ECONOMIA      IL COMMENTO


Draghi, radiografia di un paese malato

di EUGENIO SCALFARI


HA SCRITTO Alessandro Penati ("Repubblica" di venerdì scorso) che le "Considerazioni finali" lette dal governatore della Banca d'Italia il 29 maggio ad una vasta platea di banchieri, imprenditori e uomini politici sono un evento che non ha alcun riscontro nelle altre democrazie occidentali. Così pure le esternazioni del presidente della Confindustria all'assemblea degli industriali e i discorsi dei leaders sindacali il primo maggio. Queste frequenti sortite, secondo Penati, sono altrettante prediche inutili che nulla tolgono ma nulla aggiungono alla realtà economica e sociale del paese creando però un intreccio perverso che spinge ciascuno degli attori fuori dal proprio seminato con la conseguenza di confondere le competenze, alzare inutili polveroni ed infine paralizzare il sistema decisionale.

C'è del vero nella tesi di Penati che però non si pone la domanda del perché questi vecchi riti (come egli li definisce) durino da cinquant'anni e non accennino a scomparire. Per quanto riguarda in particolare il governatore della Banca d'Italia, quei riti cominciarono nel 1947 con Luigi Einaudi e proseguirono con i suoi successori fino all'ultimo Draghi.
Perché?
Le ragioni a mio avviso sono due. La prima deriva dalla struttura corporativa del paese: una serie di piccoli poteri ma coriacei, che hanno segmentato il cosiddetto interesse generale in una serie di agguerriti interessi particolari blindati e non comunicanti tra loro, compartimenti-stagni all'interno dei quali la visione complessiva non penetra.

Guido Carli, in una delle sue "Considerazioni finali" le chiamò "arciconfraternite del potere" attribuendo alla loro presenza quel sistema di lacci e lacciuoli che paralizza o comunque rallenta la diffusione del benessere all'interno della società. In questo paesaggio di corporazioni la Banca d'Italia è una delle poche voci (forse la sola) al servizio dell'interesse generale perché non è condizionata da interessi propri né di categoria.

La seconda ragione deriva dal fatto che l'Italia è sempre stata, fin dalla formazione dello Stato unitario, un paese povero di capitali di rischio. Il capitale l'hanno fornito le banche, anzi per un lungo periodo le banche straniere, prima francesi, poi tedesche. Ma la dotazione del capitale di rischio è sempre stata insufficiente.
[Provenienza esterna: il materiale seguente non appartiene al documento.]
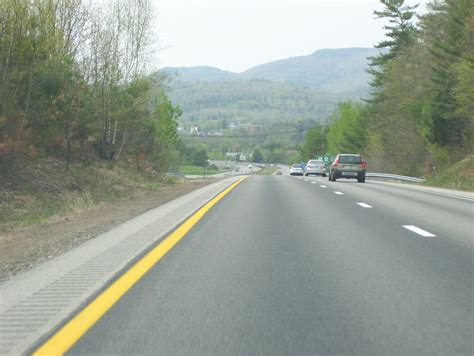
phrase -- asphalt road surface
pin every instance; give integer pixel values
(284, 265)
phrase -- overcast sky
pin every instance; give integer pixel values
(236, 35)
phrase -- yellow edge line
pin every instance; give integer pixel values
(68, 335)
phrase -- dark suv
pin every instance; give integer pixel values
(348, 166)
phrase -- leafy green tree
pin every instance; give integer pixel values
(348, 133)
(315, 142)
(400, 33)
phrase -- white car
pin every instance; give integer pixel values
(316, 167)
(296, 170)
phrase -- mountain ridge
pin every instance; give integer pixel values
(337, 71)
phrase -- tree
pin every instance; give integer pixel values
(400, 33)
(348, 132)
(315, 142)
(453, 59)
(257, 156)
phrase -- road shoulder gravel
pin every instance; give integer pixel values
(35, 302)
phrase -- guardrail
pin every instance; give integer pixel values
(395, 176)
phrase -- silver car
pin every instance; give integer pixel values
(316, 167)
(296, 170)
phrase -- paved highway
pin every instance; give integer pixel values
(283, 265)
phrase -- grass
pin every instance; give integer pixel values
(196, 170)
(459, 176)
(46, 190)
(265, 171)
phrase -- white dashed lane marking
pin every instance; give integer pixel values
(419, 231)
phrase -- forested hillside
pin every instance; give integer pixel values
(214, 106)
(419, 119)
(338, 71)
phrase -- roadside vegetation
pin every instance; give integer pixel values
(419, 118)
(198, 170)
(45, 191)
(75, 85)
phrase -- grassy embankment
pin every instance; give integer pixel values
(196, 170)
(46, 190)
(459, 176)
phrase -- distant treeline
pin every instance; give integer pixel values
(421, 111)
(73, 84)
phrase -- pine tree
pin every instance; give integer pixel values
(400, 33)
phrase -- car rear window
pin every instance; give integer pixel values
(350, 159)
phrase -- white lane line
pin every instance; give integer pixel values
(419, 231)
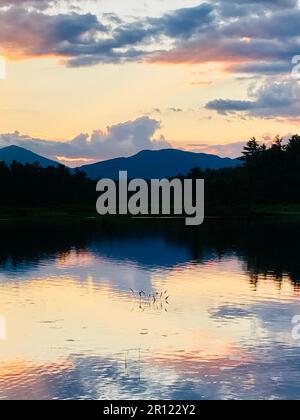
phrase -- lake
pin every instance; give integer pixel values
(149, 310)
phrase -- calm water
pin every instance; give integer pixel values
(82, 322)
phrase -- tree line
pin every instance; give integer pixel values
(266, 176)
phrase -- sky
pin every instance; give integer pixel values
(90, 80)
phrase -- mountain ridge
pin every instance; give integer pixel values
(146, 164)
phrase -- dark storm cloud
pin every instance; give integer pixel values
(205, 33)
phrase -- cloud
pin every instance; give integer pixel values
(237, 33)
(123, 139)
(271, 100)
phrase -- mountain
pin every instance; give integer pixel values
(11, 153)
(157, 164)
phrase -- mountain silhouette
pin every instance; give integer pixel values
(21, 155)
(157, 164)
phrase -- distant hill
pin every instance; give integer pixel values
(157, 164)
(21, 155)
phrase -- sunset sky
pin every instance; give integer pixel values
(90, 80)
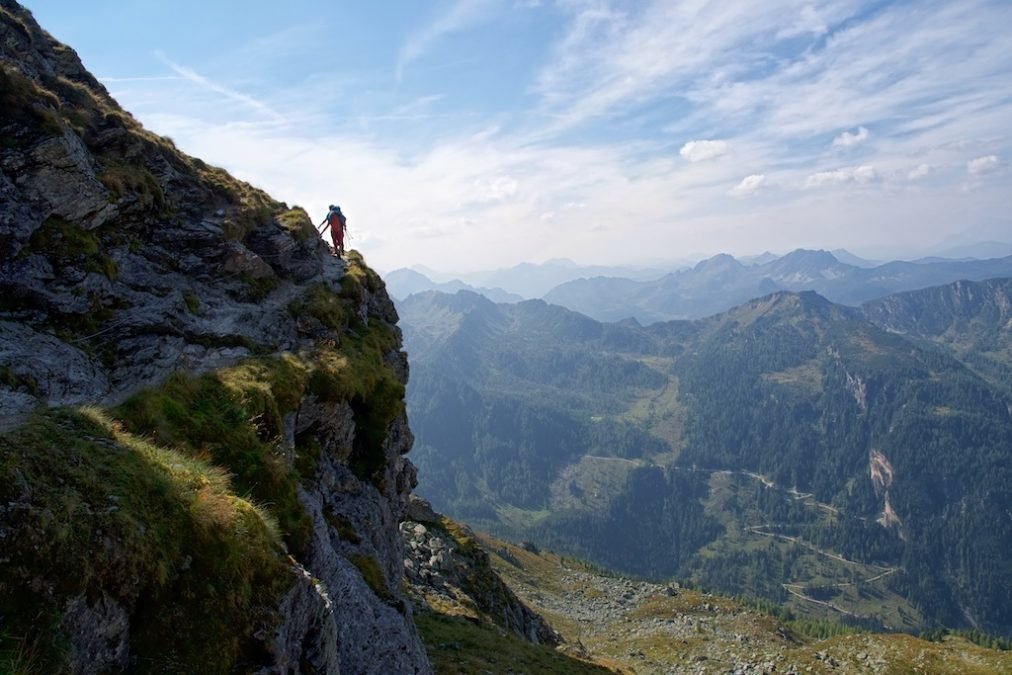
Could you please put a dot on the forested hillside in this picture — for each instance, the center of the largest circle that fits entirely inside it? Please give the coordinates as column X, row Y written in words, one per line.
column 789, row 448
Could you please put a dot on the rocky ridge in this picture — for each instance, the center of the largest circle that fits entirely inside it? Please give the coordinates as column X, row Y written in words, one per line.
column 447, row 572
column 229, row 496
column 638, row 626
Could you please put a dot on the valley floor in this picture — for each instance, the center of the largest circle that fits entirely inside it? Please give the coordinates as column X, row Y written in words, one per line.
column 633, row 626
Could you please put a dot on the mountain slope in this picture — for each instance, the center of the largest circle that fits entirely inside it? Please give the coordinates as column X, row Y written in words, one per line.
column 721, row 282
column 403, row 282
column 973, row 320
column 201, row 416
column 787, row 448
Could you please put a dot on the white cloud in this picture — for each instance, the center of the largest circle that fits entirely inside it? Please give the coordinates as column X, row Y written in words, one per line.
column 497, row 188
column 848, row 140
column 700, row 151
column 749, row 185
column 983, row 165
column 859, row 174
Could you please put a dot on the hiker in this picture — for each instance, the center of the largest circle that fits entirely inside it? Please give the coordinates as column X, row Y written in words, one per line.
column 338, row 226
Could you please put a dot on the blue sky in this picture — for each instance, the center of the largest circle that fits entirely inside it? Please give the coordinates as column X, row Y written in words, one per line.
column 474, row 134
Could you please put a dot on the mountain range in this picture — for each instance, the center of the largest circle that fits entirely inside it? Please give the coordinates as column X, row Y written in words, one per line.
column 718, row 283
column 846, row 461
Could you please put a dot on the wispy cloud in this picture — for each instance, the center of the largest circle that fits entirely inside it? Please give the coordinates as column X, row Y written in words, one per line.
column 700, row 151
column 461, row 14
column 849, row 140
column 238, row 96
column 749, row 185
column 857, row 174
column 982, row 165
column 810, row 100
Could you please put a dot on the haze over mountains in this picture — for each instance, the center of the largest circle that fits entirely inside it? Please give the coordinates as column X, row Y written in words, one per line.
column 791, row 447
column 708, row 286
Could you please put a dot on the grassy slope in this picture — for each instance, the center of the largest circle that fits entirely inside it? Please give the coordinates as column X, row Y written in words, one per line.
column 655, row 631
column 178, row 502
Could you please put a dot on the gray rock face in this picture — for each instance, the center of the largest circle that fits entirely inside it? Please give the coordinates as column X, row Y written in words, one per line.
column 356, row 551
column 436, row 564
column 308, row 635
column 122, row 261
column 99, row 635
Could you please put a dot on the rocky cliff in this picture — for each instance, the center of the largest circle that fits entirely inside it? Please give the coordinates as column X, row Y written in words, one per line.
column 201, row 466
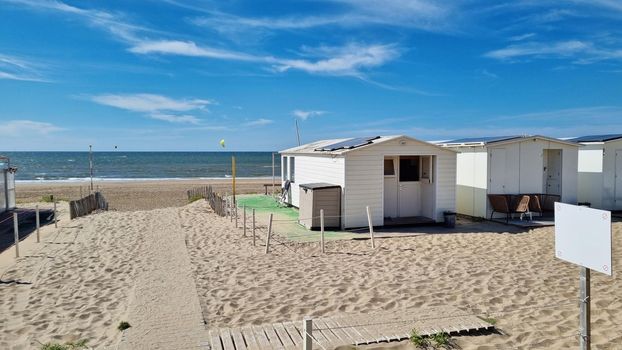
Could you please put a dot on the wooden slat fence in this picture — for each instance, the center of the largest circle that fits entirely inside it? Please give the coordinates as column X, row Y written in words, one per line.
column 216, row 201
column 87, row 205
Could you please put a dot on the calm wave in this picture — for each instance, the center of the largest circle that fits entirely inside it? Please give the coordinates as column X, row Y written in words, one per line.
column 111, row 166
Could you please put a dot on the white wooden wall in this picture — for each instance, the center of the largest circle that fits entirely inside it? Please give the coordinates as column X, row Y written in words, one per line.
column 365, row 180
column 472, row 176
column 590, row 176
column 610, row 200
column 313, row 169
Di qui una compressione costante delle retribuzioni, una altrettanto costante evasione fiscale, una bassa produttività, una stentata crescita del reddito nazionale, un elevato livello del debito pubblico che è sempre stato tra i più alti d'Europa dai tempi di Marco Minghetti a quelli di Giulio Tremonti.
La Banca d'Italia, nella veste di suprema magistratura economica che le condizioni storiche le hanno assegnato, si è dunque dovuta occupare della crescita del reddito e dell'occupazione essendo essa una delle premesse per mantenere la stabilità dei prezzi e del valore della moneta.

Il professor Penati converrà con me che il vecchio rito delle "Considerazioni finali" ha dunque una sua ragion d'essere in un paese in cui non esiste una classe generale portatrice degli interessi generali. Fu questo il cruccio di Ugo La Malfa ed è stato il nostro cruccio per mezzo secolo, reso più intenso che mai in questi ultimi quindici anni di populismo e di demagogia "a gogò".
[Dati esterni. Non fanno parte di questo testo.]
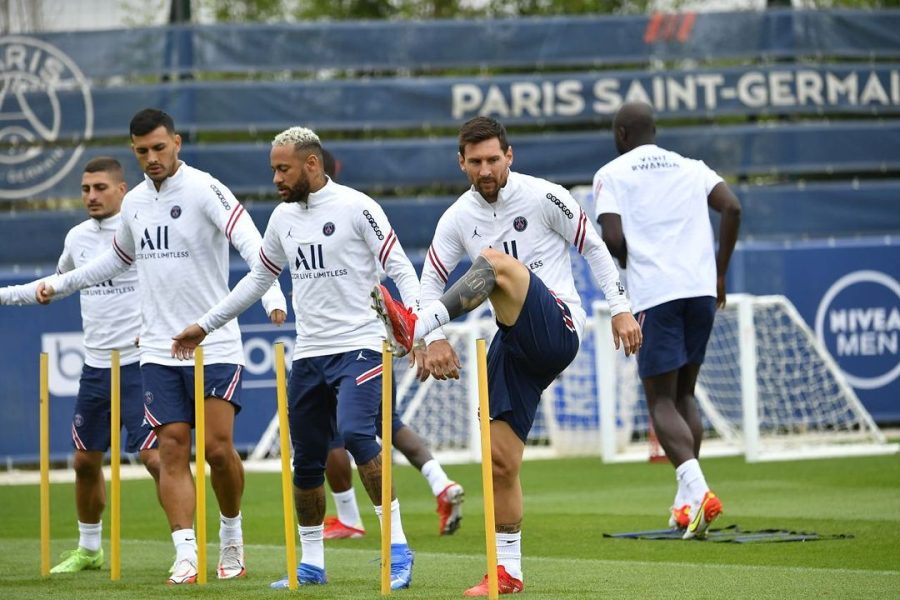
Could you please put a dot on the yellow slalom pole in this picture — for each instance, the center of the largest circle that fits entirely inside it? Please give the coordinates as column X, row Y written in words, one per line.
column 487, row 479
column 387, row 363
column 200, row 464
column 115, row 447
column 45, row 464
column 286, row 484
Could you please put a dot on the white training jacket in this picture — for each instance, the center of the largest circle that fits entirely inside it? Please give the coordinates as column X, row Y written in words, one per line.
column 534, row 221
column 110, row 310
column 178, row 238
column 334, row 246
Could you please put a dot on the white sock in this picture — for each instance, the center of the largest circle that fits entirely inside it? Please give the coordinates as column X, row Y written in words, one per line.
column 509, row 553
column 397, row 535
column 312, row 545
column 185, row 544
column 89, row 535
column 430, row 318
column 681, row 495
column 348, row 509
column 434, row 473
column 230, row 530
column 691, row 477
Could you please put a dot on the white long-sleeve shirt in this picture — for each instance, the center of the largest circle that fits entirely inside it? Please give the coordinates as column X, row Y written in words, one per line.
column 661, row 197
column 333, row 246
column 178, row 238
column 534, row 221
column 110, row 310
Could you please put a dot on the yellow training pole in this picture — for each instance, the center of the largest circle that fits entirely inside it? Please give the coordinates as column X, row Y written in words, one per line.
column 286, row 484
column 200, row 465
column 45, row 464
column 387, row 363
column 115, row 447
column 487, row 479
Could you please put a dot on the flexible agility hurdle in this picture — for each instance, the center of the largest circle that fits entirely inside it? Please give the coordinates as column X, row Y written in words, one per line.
column 115, row 454
column 44, row 417
column 387, row 370
column 200, row 463
column 287, row 502
column 487, row 478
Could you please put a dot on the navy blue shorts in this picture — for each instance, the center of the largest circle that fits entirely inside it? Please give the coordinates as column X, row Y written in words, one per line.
column 90, row 423
column 525, row 358
column 169, row 391
column 328, row 396
column 675, row 334
column 396, row 424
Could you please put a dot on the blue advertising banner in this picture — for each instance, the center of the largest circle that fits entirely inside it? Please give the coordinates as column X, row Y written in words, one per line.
column 26, row 331
column 422, row 45
column 848, row 292
column 566, row 158
column 386, row 103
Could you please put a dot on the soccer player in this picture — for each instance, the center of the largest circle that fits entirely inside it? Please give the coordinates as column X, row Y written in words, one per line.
column 515, row 229
column 651, row 204
column 110, row 316
column 338, row 469
column 176, row 226
column 330, row 237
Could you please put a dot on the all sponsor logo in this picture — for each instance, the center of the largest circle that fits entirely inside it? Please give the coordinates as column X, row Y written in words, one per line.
column 42, row 94
column 858, row 321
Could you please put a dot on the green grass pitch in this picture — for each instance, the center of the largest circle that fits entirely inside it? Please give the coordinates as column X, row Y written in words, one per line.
column 569, row 505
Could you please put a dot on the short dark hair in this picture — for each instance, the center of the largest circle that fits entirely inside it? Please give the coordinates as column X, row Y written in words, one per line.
column 149, row 119
column 481, row 129
column 329, row 163
column 106, row 164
La relazione di Mario Draghi apparentemente non ha scontentato nessuno.
In realtà il governo l'ha accolta a denti stretti, i sindacati, la Confindustria e le opposizioni vi hanno invece visto la conferma delle loro posizioni. Il ministro dell'Economia si è chiuso in un superbo silenzio rivendicando al potere politico il diritto di gestire senza interferenze la politica economica. "Grazie, so sbagliare da solo": Tremonti non l'ha detto ma l'ha certamente pensato.

Ridotto all'essenza il discorso di Draghi si può riassumere nei seguenti punti:

1. Forse la crisi mondiale ha toccato il fondo e forse cesserà di sprofondare ulteriormente, ma la risalita "a riveder le stelle" sarà lenta specie in Europa e specie in Italia.
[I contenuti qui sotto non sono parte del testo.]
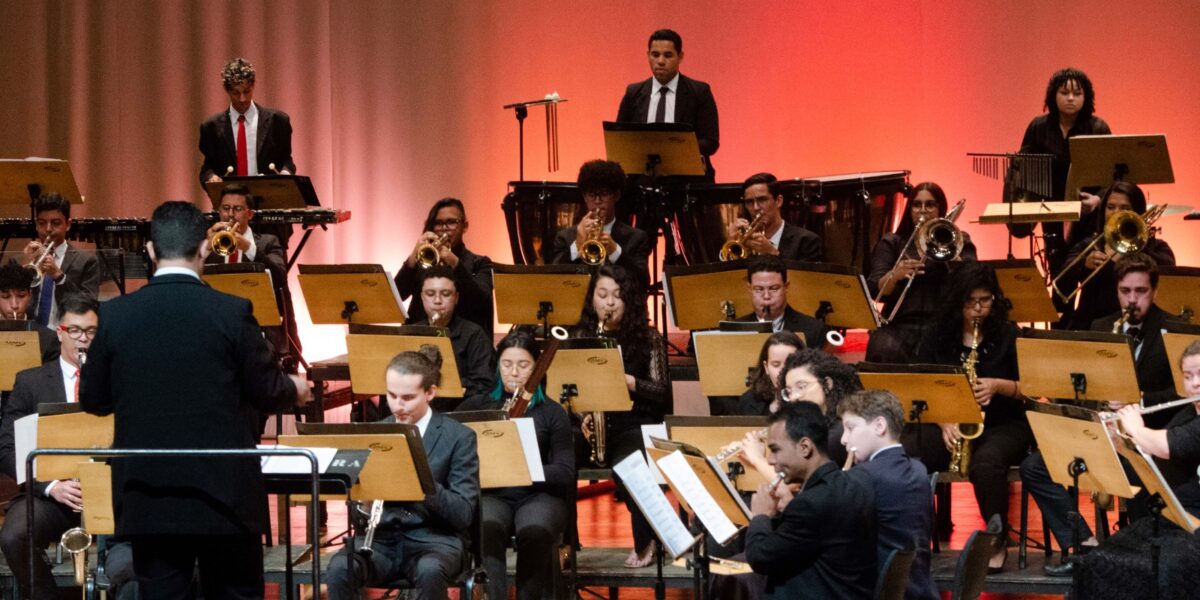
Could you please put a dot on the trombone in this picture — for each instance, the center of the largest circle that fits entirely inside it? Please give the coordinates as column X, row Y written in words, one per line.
column 1126, row 232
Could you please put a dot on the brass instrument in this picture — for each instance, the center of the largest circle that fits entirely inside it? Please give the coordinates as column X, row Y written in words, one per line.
column 430, row 253
column 737, row 249
column 960, row 459
column 593, row 251
column 1126, row 232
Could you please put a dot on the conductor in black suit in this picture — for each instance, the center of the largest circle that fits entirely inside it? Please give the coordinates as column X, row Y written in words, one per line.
column 421, row 541
column 672, row 97
column 600, row 183
column 181, row 365
column 871, row 423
2. Gli effetti negativi della crisi finanziaria non si sono ancora scaricati sull'economia reale. Per quanto riguarda in particolare l'occupazione questi effetti cominciano appena ora a vedersi e agiranno in misura crescente nell'ultimo quadrimestre del 2009 ripercuotendosi con effetti di trascinamento per tutto il 2010.

3. Gli strumenti di sostegno sociale fin qui adottati
sono decisamente insufficienti. Le risorse mobilitate dal governo vanno nella giusta direzione di estendere la protezione a tutti i lavoratori in difficoltà, ma si limitano ad un livello troppo basso, troppo diseguale tra i diversi gruppi e categorie e non inclusivo dell'ondata di precari i cui contratti scadranno alla fine dell'anno coinvolgendo un milione e ottocentomila lavoratori.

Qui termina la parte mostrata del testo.